Ingénieur en Télécoms, docteur en intelligence artificielle, titulaire d’un mastère de l’école nationale supérieure des Télécoms, Patrick Perrot, a d’abord effectué son service comme officier de marine sur le “Monge”, puis a travaillé comme ingénieur chez Lucent technologies avant d’intégrer l’EOGN via le concours sur titre, réservé aux officiers de réserve.

Patrick Perrot (Photo Sirpa Gendarmerie)

Il a commandé le peloton d’ intervention de l’EGM de Bourgoin- Jallieu (38) avant de rejoindre, pour 8 ans, le département signal- image-parole de l’Institut de recherche criminelle de la Gendarmerie Nationale où il a travaillé comme expert en biométrie, notamment en reconnaissance faciale, en reconnaissance de locuteur ou dans la détection de comportements et a promu l’analyse en 3D des scènes de crime.
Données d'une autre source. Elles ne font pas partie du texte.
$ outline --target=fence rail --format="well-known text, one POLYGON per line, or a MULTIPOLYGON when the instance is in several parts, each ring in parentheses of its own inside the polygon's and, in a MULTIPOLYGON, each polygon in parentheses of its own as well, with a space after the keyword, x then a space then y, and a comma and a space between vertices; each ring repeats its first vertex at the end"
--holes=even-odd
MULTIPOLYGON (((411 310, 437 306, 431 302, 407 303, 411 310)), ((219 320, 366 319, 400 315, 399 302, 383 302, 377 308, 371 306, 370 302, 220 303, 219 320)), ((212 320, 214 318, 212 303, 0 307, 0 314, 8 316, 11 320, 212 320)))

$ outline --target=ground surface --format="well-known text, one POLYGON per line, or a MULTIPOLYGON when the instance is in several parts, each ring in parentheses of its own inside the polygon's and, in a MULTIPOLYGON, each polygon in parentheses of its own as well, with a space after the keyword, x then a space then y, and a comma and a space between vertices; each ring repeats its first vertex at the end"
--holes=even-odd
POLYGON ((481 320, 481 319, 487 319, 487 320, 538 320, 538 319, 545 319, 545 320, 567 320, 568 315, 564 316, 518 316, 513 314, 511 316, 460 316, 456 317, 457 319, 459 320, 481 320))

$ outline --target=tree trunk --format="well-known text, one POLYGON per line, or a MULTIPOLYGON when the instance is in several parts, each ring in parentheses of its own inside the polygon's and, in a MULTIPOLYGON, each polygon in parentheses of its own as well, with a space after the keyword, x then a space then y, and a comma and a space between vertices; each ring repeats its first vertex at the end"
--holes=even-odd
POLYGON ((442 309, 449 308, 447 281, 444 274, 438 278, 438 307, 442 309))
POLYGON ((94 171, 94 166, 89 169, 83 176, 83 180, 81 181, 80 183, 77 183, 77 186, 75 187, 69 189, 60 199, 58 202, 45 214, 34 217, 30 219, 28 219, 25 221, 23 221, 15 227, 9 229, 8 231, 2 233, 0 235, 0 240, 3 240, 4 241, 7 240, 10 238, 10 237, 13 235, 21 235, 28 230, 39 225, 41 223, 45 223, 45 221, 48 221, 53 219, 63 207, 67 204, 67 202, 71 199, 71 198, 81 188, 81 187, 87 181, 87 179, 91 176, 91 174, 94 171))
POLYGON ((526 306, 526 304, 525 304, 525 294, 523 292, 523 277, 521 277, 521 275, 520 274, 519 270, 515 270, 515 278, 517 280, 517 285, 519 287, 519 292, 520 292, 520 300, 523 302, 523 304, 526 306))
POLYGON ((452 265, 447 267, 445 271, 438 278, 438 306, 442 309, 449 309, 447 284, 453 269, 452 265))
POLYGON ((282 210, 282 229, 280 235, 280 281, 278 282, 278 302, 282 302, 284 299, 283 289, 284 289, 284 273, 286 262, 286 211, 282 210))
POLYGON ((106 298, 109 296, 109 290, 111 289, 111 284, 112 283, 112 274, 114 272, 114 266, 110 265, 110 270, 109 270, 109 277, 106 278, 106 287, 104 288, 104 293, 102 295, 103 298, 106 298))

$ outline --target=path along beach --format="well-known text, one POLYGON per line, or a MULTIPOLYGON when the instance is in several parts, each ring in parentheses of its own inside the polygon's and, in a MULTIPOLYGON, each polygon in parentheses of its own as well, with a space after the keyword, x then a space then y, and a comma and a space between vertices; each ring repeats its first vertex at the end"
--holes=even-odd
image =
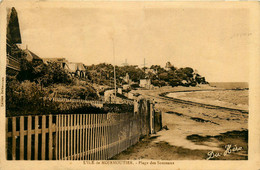
POLYGON ((135 92, 156 102, 156 109, 162 111, 165 128, 157 134, 142 139, 113 159, 205 160, 209 157, 209 152, 221 155, 211 159, 247 159, 248 89, 226 90, 203 85, 162 87, 157 90, 135 92), (246 112, 190 105, 171 100, 171 97, 237 108, 246 112), (230 146, 240 147, 240 150, 224 156, 223 153, 230 146))

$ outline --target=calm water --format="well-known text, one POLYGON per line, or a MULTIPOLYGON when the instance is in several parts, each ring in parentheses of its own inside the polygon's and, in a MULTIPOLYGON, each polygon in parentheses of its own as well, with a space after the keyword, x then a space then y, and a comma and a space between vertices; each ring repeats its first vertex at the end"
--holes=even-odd
POLYGON ((209 84, 224 89, 249 88, 248 82, 210 82, 209 84))

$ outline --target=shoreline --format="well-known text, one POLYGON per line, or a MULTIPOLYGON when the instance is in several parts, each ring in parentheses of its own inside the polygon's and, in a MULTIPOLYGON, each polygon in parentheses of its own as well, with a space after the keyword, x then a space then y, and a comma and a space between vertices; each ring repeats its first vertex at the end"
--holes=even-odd
MULTIPOLYGON (((219 91, 207 87, 163 87, 138 91, 155 101, 166 128, 130 147, 113 159, 206 160, 209 152, 223 153, 225 146, 243 150, 214 160, 248 159, 248 114, 199 105, 178 103, 162 94, 180 91, 219 91)), ((223 89, 220 89, 223 90, 223 89)))

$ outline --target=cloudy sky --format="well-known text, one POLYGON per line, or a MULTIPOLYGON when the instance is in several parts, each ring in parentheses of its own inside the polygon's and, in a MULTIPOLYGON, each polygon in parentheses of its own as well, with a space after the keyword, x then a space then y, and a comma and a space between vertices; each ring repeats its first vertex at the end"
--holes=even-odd
POLYGON ((23 46, 42 58, 86 65, 192 67, 214 81, 248 81, 249 11, 174 3, 17 5, 23 46))

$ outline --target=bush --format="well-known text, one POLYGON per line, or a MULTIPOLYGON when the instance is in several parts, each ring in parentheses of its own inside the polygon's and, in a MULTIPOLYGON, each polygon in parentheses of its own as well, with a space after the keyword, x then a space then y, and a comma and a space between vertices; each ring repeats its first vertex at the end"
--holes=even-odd
POLYGON ((6 86, 6 114, 38 114, 48 113, 55 105, 43 101, 45 96, 39 84, 30 81, 20 83, 15 79, 8 79, 6 86))

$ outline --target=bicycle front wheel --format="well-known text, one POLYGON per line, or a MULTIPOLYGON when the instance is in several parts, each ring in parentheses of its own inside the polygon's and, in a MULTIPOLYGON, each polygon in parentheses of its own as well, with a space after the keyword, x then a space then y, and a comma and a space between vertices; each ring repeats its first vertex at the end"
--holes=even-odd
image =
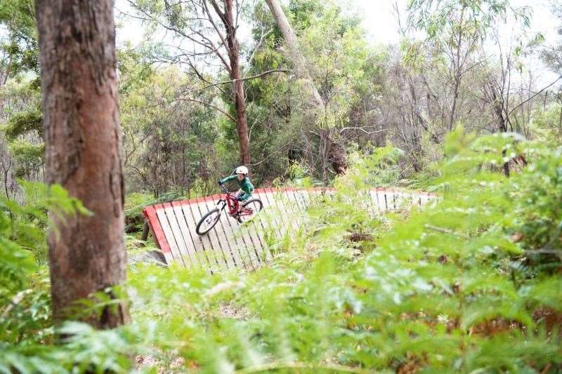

Il a ensuite commandé la compagnie de Saint-Jean d’Angely (17) avant de revenir à l’IRCGN comme chef de division analyse et investigation criminelles au service central de renseignement criminel. En charge de l’animation et de la coordination de la fonction de renseignement criminel, il a développé le concept d’analyse anticipative de la délinquance fondé sur des méthodes d’intelligence artificielle en lien avec la CNIL. Il a été en charge de la direction de programme inter- services relative à l’analyse décisionnelle. Il a commandé le groupement de la Haute-Marne de 2017 à 2020. 

François Santarelli, commandant le centre de planification et de gestion de crise (CPGC) . Ancien commandant du groupement de la Charente, il a d’abord servi comme officier de réserve en situation d’activité (ORSA) dans l’armée de terre (train), avant d’intégrer la Gendarmerie. A sa sortie de l’EOGN, il a été commandant de peloton de Gendarmerie mobile à Marseille. Il a ensuite commandé la compagnie de Villefranche-de-Rouergue (12), a servi au bureau de l’analyse statistique et de l’évaluation de l’activité du service des opérations et de l’emploi, au bureau défense, et a été chef de bureau à la direction des opérations et de l’emploi.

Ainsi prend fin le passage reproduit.